CDC: Smoking Declines in the U.S.
11/10/04
ATLANTA (AP) -- Heavily Mormon Utah has become the first and only state to meet the government's goal of reducing the smoking rate to about one in eight adults, federal health officials said Wednesday.
The overall smoking rate among U.S. adults continues to drop, falling to 22.1 percent in 2003, the according to the Centers for Disease Control and Prevention. That was a decline of just one percentage point from the year before.
"It's a slow decline, but at least it is still is going down," said Dr. Corinne Husten, acting director of the CDC's Office on Smoking and Health.
But the rate is falling too slowly to meet the government's goal of having a smoking rate of 12 percent or less by 2010, officials said.
Utah met that goal in 2003 with a smoking rate of 12 percent, Husten said.
Utah's "strong social prohibitions" against smoking among its predominantly Mormon residents have helped, Husten said.

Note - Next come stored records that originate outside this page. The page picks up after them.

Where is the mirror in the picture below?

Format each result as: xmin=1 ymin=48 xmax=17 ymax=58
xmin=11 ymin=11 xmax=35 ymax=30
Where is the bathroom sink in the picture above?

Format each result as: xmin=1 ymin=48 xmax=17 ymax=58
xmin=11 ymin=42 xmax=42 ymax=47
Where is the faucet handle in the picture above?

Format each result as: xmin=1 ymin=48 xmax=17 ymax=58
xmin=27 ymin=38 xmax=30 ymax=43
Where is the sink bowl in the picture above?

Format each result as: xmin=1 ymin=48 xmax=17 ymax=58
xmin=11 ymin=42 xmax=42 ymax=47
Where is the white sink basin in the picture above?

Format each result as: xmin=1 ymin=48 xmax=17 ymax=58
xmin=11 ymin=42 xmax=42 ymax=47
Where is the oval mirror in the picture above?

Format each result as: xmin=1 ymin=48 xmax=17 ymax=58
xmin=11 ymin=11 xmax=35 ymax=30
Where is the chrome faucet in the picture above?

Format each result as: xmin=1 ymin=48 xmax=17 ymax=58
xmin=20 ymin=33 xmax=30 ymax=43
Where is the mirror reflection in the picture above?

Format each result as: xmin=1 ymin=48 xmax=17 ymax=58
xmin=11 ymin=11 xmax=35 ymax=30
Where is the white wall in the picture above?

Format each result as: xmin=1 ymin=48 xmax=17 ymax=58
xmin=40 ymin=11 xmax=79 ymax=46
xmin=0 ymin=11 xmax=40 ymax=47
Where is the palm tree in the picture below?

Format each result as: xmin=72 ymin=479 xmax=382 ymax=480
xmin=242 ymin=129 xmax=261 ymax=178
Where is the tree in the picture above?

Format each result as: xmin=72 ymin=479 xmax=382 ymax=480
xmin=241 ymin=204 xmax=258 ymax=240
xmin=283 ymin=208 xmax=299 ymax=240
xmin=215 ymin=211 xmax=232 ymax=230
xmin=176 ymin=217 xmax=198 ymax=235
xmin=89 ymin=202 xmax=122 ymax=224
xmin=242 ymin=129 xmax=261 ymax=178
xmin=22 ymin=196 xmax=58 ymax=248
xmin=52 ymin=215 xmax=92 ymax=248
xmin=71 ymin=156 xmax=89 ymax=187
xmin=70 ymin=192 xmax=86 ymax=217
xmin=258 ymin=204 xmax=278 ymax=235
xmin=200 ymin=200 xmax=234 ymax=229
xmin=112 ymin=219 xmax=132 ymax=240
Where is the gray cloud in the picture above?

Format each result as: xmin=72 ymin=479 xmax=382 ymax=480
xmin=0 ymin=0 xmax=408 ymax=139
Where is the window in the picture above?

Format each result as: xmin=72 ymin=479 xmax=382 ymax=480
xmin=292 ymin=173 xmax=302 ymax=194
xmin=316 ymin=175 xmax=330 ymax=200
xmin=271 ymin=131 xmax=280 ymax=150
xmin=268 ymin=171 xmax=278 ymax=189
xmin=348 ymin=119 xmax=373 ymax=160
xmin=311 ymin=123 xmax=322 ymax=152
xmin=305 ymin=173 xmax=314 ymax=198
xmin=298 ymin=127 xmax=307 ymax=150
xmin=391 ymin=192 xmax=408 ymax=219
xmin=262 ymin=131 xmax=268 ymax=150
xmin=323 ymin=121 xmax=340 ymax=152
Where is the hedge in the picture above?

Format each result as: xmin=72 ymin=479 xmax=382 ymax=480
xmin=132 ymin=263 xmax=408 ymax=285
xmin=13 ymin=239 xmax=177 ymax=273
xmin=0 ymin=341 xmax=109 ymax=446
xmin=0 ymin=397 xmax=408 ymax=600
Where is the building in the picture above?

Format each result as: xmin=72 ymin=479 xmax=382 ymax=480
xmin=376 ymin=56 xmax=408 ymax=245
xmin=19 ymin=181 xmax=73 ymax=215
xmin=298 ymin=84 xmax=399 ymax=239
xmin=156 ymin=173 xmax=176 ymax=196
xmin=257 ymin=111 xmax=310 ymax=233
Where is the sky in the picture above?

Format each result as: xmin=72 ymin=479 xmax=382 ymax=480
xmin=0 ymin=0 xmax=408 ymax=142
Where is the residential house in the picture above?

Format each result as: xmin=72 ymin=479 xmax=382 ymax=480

She also cited the state's restaurant smoking bans and moderately high cigarette tax of 69.5 cents a pack.
California had the second-lowest smoking state at nearly 17 percent.
But other states, including tobacco-producing Kentucky, with the nation's highest adult smoking rate, at nearly 31 percent, "have a long way to go," Husten said.
The U.S. smoking rate has dropped every year since 1998, when more than 24 percent of American adults lit up.
The CDC attributed the drop to such factors as smoking bans, media campaigns against smoking, higher cigarette taxes and insurance coverage for kick-the-habit programs.